October 23, 2019
Google touts quantum computing milestone
Google said it has achieved a breakthrough in quantum computing research, saying an experimental quantum processor has completed a calculation in just a few minutes that would take a traditional supercomputer thousands of years.
The findings, published Wednesday in the scientific journal Nature, show that "quantum speedup is achievable in a real-world system and is not precluded by any hidden physical laws," the researchers wrote.
Quantum computing is a nascent and somewhat bewildering technology for vastly sped-up information processing. Quantum computers are still a long way from having a practical application but might one day revolutionize tasks that would take existing computers years, including the hunt for new drugs and optimizing city and transportation planning.
The technique relies on quantum bits, or qubits, which can register data values of zero and one—the language of modern computing—simultaneously. Big tech companies including Google, Microsoft, IBM and Intel are avidly pursuing the technology.
"Quantum things can be in multiple places at the same time," said Chris Monroe, a University of Maryland physicist who is also the founder of quantum startup IonQ. "The rules are very simple, they're just confounding."
Google's findings, however, are already facing pushback from other industry researchers. A version of Google's paper leaked online last month and researchers caught a glimpse before it was taken down.
IBM quickly took issue with Google's claim that it had achieved "quantum supremacy," a term that refers to a point when a quantum computer can perform a calculation that a traditional computer can't complete within its lifetime. Google's paper shows that its quantum processor, Sycamore, finished a calculation in three minutes and 20 seconds—and that it would take the world's fastest supercomputer 10,000 years to do the same thing.
Google calculation is a random sampling problem similar to dice roll or gambling machine to find outputs from a huge set of combinations of different numbers.
But IBM researchers say that Google underestimated the conventional supercomputer, called Summit, and said it could actually do the calculation in 2.5 days. Summit was developed by IBM and is located at the Oak Ridge National Laboratory in Tennessee.
Google dismissed IBM's claims, asserting in a statement Wednesday that it performed its tests on an "actual supercomputer" and is now on a "totally different trajectory" from classical computers.

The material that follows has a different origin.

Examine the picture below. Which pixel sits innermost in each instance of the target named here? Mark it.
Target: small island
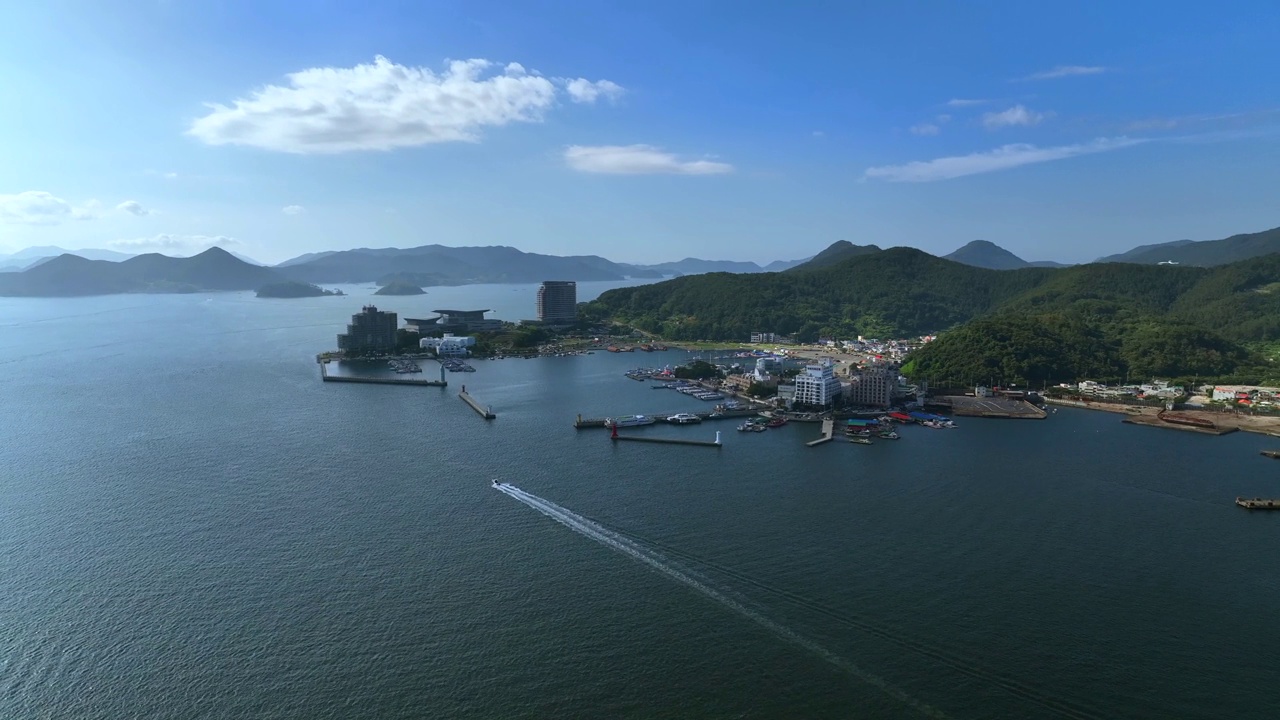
(293, 288)
(400, 287)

The company said Sycamore demonstrates that it is now "performing on real hardware a computation that's prohibitively hard for even the world's fastest supercomputer, with more double exponential growth to come."
Whether or not Google has achieved "quantum supremacy" or not may matter to competitors, but the semantics could be less important for the field of quantum research. What it does seem to indicate is that the field is maturing.
"The quantum supremacy milestone allegedly achieved by Google is a pivotal step in the quest for practical quantum computers," John Preskill, a Caltech professor who originally coined the "quantum supremacy" term, wrote in a column after the paper was leaked.
It means quantum computing research can enter a new stage, he wrote, though a significant effect on society "may still be decades away."
The calculation employed by Google has little practical use, Preskill wrote, other than to test how well the processor works. Monroe echoed that concern.
"The more interesting milestone will be a useful application," he said.
The promise of such future applications in commerce and national security has attracted interest from governments including the United States and China that are increasingly investing in the expensive basic research needed to make quantum computers useful. One feared outcome of quantum computing—though experts say it could be decades away—is a computer powerful enough to break today's best cryptography.
President Donald Trump last year signed into law a congressional proposal to spend $1.2 billion over five years for quantum research across the federal government.
Google's research was centered at a University of California, Santa Barbara laboratory but relied in part on a Department of Energy supercomputer and experts at the National Aeronautics and Space Administration to verify the work.
Ivanka Trump, the president's daughter and adviser, on Wednesday called Google's breakthrough a "remarkable scientific achievement" that will help usher in future U.S. industries.